Observation Medicine: An Old Idea Meeting Very Modern Needs

William Mostow

William Mostow , MD, FACEP

Medical Director

Published July 19, 2012

Observation medicine is going to fill a large and growing portion of hospital beds in the near future. Whether or not the government takes over healthcare, one way that costs will be cut will be to apply more, more specific and stricter clinical criteria in order to "qualify" a patient for an inpatient admission. This, of course, won't change the absolute number of patients that we just can't send home. The patients who aren’t admitted but who can’t be released will often end up placed in observation. In addition, if plans are implemented to deny payment for certain patients who return within 30 days of discharge, a good number of those folks who show up again within the 30 day window will end up in observation.

Until this spring, patients placed in observation at our hospital, Banner Del Webb Medical Center, were boarded with the general inpatient population, and were cared for by the same group of internists and hospitalists as the inpatients. This inevitably led to increased lengths of stay, since, even though the observation patients were less sick, the admitting doctors still ordered lots of consults, tests and scans with no urgency in getting them completed or in rounding and discharging.

The Banner hospital system recognized this problem. In March of this year, they tasked each of their hospitals to develop a separate observation unit along with a plan to get patients worked up and dispositioned more efficiently. I’ve long believed that running an observation unit was something that we could do well, so I invited myself to the observation development committee and pitched the ED providers as expert "Observationists." We were told that a separate 29 bed unit in the hospital had been set aside and, "Could you start next week?!" I persuaded the hospital administration to give us a few months to hire providers, giving us enough time to implement new processes.

The past 3 months have been spent developing the program, which is scheduled to open August 1st.

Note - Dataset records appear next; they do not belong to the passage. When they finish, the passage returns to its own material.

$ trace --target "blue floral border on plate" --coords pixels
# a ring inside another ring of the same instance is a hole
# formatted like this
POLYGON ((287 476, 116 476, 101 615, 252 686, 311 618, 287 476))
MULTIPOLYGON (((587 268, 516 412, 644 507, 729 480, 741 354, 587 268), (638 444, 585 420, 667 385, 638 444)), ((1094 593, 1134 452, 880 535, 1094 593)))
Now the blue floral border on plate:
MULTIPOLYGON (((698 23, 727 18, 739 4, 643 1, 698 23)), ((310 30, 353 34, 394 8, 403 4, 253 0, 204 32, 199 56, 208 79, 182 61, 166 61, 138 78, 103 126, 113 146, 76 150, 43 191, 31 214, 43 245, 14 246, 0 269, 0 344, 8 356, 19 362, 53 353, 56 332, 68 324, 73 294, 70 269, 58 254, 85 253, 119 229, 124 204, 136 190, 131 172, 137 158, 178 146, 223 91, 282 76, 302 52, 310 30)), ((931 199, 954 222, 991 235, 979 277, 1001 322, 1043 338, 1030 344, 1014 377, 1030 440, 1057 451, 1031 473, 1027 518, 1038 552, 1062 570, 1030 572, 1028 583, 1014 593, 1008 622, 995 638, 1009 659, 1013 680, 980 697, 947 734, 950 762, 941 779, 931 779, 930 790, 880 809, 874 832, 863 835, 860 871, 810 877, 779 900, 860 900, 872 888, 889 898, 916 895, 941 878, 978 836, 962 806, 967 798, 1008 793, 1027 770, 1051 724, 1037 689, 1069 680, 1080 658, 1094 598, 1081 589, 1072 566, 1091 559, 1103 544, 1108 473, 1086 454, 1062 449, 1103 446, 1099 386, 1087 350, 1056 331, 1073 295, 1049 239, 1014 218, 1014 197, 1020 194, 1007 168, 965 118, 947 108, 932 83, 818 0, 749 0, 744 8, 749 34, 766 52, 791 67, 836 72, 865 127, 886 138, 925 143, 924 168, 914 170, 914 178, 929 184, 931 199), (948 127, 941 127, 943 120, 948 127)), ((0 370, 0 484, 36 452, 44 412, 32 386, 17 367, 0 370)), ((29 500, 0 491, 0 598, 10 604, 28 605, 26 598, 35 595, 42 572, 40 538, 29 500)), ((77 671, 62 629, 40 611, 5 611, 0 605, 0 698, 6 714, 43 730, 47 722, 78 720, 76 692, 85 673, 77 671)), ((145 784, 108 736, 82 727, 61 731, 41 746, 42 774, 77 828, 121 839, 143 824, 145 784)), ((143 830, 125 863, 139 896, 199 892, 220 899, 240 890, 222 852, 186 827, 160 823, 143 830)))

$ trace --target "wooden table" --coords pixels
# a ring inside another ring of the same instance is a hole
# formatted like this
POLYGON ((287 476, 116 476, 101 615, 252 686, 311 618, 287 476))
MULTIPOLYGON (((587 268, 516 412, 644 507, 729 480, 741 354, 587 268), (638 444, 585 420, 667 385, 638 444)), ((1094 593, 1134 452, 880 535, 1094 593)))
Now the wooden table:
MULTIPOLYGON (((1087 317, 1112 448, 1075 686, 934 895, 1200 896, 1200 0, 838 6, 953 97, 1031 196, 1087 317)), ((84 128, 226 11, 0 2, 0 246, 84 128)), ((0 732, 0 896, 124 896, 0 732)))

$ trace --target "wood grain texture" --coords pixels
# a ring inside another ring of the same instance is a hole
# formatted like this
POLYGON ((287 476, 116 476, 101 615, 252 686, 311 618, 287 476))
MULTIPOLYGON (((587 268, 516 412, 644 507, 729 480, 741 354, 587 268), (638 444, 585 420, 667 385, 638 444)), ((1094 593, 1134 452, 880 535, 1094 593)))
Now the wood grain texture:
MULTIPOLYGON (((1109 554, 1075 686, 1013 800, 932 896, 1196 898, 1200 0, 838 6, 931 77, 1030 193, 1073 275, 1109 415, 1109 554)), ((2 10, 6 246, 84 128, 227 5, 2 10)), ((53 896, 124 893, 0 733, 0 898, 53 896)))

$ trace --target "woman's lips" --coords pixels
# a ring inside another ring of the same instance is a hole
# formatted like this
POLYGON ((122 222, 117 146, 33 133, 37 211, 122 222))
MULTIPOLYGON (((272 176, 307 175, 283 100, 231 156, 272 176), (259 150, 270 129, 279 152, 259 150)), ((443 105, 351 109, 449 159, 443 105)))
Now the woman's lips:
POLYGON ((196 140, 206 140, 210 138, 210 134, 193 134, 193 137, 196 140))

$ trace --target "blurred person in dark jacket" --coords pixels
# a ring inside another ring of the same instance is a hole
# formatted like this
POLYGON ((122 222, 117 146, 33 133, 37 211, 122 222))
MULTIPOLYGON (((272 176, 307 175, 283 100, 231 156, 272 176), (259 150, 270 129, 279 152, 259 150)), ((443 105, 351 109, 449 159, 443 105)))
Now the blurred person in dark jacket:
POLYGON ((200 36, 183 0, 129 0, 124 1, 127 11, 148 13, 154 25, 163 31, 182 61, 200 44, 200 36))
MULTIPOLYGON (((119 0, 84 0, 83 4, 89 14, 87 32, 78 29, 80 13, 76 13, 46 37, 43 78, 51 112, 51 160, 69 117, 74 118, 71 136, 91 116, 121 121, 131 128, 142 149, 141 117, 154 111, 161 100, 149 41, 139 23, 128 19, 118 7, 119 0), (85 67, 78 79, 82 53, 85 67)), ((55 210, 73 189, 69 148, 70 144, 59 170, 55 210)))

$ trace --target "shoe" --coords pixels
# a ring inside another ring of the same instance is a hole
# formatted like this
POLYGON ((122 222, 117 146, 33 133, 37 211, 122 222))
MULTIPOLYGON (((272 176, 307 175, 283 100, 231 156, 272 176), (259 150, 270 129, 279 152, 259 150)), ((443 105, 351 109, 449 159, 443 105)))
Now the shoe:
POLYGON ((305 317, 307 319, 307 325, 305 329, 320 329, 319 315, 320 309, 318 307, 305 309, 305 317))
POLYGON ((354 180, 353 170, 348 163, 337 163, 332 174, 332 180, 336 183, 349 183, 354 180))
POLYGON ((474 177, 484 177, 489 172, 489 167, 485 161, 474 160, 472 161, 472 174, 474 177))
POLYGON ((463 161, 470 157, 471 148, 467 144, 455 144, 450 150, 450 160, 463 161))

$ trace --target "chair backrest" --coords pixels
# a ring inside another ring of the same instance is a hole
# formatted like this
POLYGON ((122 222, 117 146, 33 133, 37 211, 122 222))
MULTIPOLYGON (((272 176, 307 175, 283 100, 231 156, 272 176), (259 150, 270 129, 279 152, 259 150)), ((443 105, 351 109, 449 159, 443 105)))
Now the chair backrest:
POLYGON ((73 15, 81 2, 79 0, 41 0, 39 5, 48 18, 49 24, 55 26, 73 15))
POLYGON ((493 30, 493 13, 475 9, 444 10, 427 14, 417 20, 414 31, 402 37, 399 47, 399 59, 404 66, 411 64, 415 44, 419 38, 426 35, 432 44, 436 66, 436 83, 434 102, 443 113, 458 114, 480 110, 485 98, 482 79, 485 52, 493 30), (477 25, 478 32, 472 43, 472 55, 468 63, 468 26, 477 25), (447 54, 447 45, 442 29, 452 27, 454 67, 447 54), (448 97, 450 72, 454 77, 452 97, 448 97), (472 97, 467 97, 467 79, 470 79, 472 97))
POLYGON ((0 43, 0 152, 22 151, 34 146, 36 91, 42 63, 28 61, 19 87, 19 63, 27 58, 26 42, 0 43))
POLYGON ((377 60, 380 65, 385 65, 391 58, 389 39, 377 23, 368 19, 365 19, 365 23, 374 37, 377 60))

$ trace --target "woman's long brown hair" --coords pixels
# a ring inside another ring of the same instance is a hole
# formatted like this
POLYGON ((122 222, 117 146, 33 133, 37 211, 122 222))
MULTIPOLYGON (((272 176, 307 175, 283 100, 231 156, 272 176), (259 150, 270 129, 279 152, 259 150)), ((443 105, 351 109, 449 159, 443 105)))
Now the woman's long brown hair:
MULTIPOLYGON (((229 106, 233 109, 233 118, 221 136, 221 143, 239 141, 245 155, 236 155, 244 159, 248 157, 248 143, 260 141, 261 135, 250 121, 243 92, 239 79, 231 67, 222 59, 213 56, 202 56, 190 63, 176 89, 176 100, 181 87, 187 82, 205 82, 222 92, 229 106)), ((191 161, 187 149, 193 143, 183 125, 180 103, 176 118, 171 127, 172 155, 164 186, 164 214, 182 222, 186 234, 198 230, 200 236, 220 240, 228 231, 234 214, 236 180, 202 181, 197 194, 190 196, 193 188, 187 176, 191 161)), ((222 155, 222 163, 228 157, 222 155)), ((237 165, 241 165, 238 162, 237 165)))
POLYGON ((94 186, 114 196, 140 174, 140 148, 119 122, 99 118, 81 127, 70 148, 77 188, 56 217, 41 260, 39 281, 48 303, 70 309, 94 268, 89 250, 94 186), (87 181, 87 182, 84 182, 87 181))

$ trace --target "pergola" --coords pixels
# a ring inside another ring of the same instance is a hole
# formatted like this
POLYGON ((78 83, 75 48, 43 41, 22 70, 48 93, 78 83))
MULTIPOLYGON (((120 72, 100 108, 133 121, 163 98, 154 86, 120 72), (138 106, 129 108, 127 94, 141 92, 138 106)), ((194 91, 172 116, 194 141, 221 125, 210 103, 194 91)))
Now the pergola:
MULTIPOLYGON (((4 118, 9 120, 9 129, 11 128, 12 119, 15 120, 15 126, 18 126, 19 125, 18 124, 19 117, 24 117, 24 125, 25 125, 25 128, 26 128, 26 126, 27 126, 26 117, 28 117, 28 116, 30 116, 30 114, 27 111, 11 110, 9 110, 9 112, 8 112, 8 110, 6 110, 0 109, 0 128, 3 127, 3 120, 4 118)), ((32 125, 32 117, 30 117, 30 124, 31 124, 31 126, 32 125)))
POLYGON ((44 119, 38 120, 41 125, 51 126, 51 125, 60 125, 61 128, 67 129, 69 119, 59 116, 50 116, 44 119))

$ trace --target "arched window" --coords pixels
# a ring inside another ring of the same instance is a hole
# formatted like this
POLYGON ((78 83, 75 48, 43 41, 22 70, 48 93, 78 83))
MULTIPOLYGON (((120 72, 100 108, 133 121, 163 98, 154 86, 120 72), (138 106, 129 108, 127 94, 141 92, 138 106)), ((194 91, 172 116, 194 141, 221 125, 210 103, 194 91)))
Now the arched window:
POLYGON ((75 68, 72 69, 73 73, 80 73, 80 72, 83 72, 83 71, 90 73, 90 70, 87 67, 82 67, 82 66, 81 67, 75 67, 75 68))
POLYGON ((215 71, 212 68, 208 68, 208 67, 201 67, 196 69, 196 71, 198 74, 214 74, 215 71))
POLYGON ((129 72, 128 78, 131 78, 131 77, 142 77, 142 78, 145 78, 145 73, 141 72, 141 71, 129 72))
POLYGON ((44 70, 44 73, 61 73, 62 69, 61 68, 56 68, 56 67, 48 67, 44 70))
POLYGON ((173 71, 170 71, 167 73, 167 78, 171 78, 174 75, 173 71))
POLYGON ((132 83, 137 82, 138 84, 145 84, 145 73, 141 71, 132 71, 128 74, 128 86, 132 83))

We will have 24-hour midlevel coverage, with an ED physician supervising each case. The plan for now is for every patient to also have a consult from a specialist or hospitalist, depending upon the case. The midlevel provider will aggressively pursue whatever testing and clinical outcome decisions are needed for a timely disposition. He or she will also round frequently and do discharge call-backs.

I believe that if we do this right, we will have provided yet another powerful tool to support hospital clients, and we will ultimately be providing higher quality, lower cost care for our patients.